My turn to optimize now
It seems that you forgot that operations on a persistent segment tree cost O(log), resulting in O(log^2) operations for persistent DSU using them. I'm pretty sure you can't even claim O(logN * ackermann_inverse(N)) because amortization doesn't go well with persistent structures.
Thanks for your reply!
I Believe that in the worst case the tree is of height log(N) resulting in Log^2(N) operations including the segtree but this doesnt happen alot for the same reason the dsu is not N*Log(N) . (so I guess its average is (LogN * ackermann_inverse(N)) )
I think another way to look at it would be that its just a normal DSU with compression but there is a few segment tree calls for every function.
Please tell me if theres anything wrong or how you would find its complexity.
Well you yourself said what's wrong. You "guessed" that the "average is (LogN * ackermann_inverse(N))". Amortization and persistent data structures don't go well together naturally. We can create a case where you have a tree in the dsu with depth O(log) then create many branches (for example doing operations that don't change that tree with depth O(log)) from that one and in each one you'll have to compress O(log) nodes resulting in O(log^2) cost per operation in average.
About your intuition of it "being just a normal DSU with compression" it's completely wrong. It's more like many normal DSUs with compression. Imagine if you used only path compression. Then, according to your wrong intuition, it should be O(log) seg tree operations in average, since that's the case when using path compression. But it's easy to see that we can create a case similar to what I've described above and make O(N) dsus that have some big path and then make one operation in each one, resulting in O(N^2) seg tree operations.
Yes you are right, I didn't think about this case before and that is why I found a wrong upper-bound. Thanks I will edit it now.
Continuing on the idea of problem 3, you can make any data structure persistent if you just use a persistent segtree as its underlying memory.

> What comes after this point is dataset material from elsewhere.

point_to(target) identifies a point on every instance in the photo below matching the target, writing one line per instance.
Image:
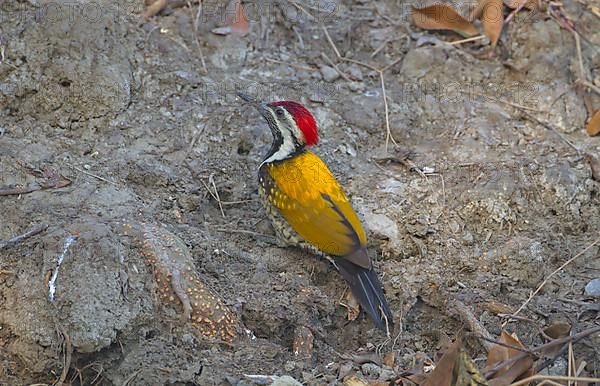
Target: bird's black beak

I might be missing something simple, but where is the $$$O(N \cdot {log} N)$$$ coming from in the complexity of the last problem? Doesn't the preprocessing cost only $$$O(N)$$$?
Thanks for the nice blog btw. Learned something new.
oops my bad, I was probably confused with all the logs in the solution while calculating the time complexity. It is actually $$$O(N)$$$ not $$$O(N \cdot {log} N)$$$ preprocessing as we only build one segment tree. Thanks I will edit it now.